I’m not sure what led Michael Mann to think that the story of John Dillinger needed to be retold, but his Public Enemies (2009, dvd, MC-70) did not convince me on the merits. Johnny Depp and Marion Cotillard are definitely worth watching, and jailbreaks, bank robberies, and tommy-gun shootouts are filmed in luscious HD with balletic as well as ballistic grace. But the story is told in a breakneck and inconsequential manner, with intriguing cameos but little genuine character development. Billy Crupup is amusing and surprisingly convincing as J. Edgar Hoover, and Christian Bale is steely and enigmatic as the G-Man charged with bringing in Dillinger “dead or dead.” But a number of well-known faces come and go in a flash. This latter-day gangster film looks good and goes down easy, but lacks point.
The same goes twice for another Depression-era true story, Clint Eastwood’s Changeling (2009, dvd, MC-63). The production values are smooth, but the point is elusive. Is it grief porn? We watch Angelina Jolie’s face in extreme close-up as it is tortured through all the emotions of a devastated mother, after her young son goes missing, and then the police return a different boy whom they insist is her son. Her denial of his identity is written off as hysteria and she is sent to an asylum to admit her obstinacy. So Angelina is back in the snake pit, where she first made her mark in Girl, Interrupted. But then there is the parallel story of an honest investigator who uncovers a serial killer of boys, and then the protracted, painful wait to confirm that her son was one of the victims. And then an equally protracted execution scene. All of which scenes go off in different directions, making for an aimless film, which exploits suffering rather explaining or exploring it.
Julianne Moore is another mother in panic and pain over a missing child in Freedomland (2005, dvd, MC-43). Since the investigating cop is Samuel L. Jackson, along with other welcome performers such as Edie Falco and Clarke Peters, and the script is by Richard Price, adapted from his own novel (not his best but better than this), most of the blame for the failure of this film to move or enlighten, or even make much sense, must be laid to director Joe Roth.

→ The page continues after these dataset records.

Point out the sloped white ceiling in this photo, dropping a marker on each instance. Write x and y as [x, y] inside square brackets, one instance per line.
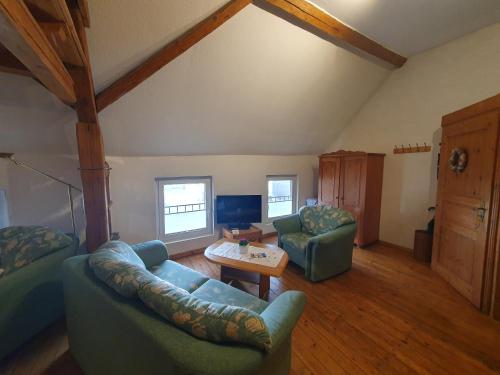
[257, 85]
[412, 26]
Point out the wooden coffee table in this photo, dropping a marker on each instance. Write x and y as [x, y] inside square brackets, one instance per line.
[232, 269]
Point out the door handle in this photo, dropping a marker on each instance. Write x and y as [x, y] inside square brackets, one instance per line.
[481, 211]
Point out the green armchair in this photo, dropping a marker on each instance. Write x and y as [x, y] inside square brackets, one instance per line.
[112, 334]
[320, 239]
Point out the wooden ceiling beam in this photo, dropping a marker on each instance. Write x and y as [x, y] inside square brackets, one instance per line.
[168, 53]
[313, 19]
[23, 37]
[91, 153]
[61, 32]
[10, 64]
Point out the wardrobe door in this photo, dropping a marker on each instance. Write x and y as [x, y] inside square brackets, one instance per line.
[351, 198]
[329, 181]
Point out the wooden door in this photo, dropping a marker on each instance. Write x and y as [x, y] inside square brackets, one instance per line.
[351, 197]
[464, 201]
[329, 181]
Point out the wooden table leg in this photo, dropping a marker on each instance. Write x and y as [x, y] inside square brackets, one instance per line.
[223, 277]
[264, 284]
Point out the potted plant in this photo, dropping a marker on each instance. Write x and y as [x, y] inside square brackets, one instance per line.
[243, 245]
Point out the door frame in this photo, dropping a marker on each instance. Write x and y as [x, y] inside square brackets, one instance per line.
[490, 299]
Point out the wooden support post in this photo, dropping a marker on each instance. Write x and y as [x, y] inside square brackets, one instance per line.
[93, 174]
[90, 151]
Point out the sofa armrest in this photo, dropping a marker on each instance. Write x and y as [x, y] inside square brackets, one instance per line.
[151, 252]
[282, 315]
[338, 234]
[330, 253]
[289, 224]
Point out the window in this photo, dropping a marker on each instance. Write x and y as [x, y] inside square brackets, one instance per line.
[281, 196]
[185, 208]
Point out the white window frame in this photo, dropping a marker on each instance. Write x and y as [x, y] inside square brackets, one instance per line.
[160, 208]
[295, 194]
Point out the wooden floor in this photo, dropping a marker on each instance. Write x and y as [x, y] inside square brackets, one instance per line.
[388, 315]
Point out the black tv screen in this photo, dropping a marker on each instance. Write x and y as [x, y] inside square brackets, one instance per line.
[238, 210]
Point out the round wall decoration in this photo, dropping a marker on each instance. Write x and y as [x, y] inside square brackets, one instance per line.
[458, 160]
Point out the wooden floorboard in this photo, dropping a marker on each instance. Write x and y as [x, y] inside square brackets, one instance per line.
[388, 315]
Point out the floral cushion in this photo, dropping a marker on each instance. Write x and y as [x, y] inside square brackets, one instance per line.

As of fan of Buffy and Entourage, I had reason to hope that James Toback’s Harvard Man (2001, dvd, MC-49) -- with Adrian Grenier as the student-athlete of the title and Sarah Michelle Geller as his mobster-bred girlfriend -- was not as bad as they say. It is. And is only made worse by the ridiculousness of Joey Lauren Adams as a hot, hot philosophy professor with whom Toback’s autobiographical hero is having an affair. There was some amusement to be had watching this film with my Harvard man son, but I would warn anyone else away. The style is as annoying as the story, with the exception of some fun with distorting lenses that gives a pretty good representation of a bad LSD trip. The rest of the movie is a bad trip in itself.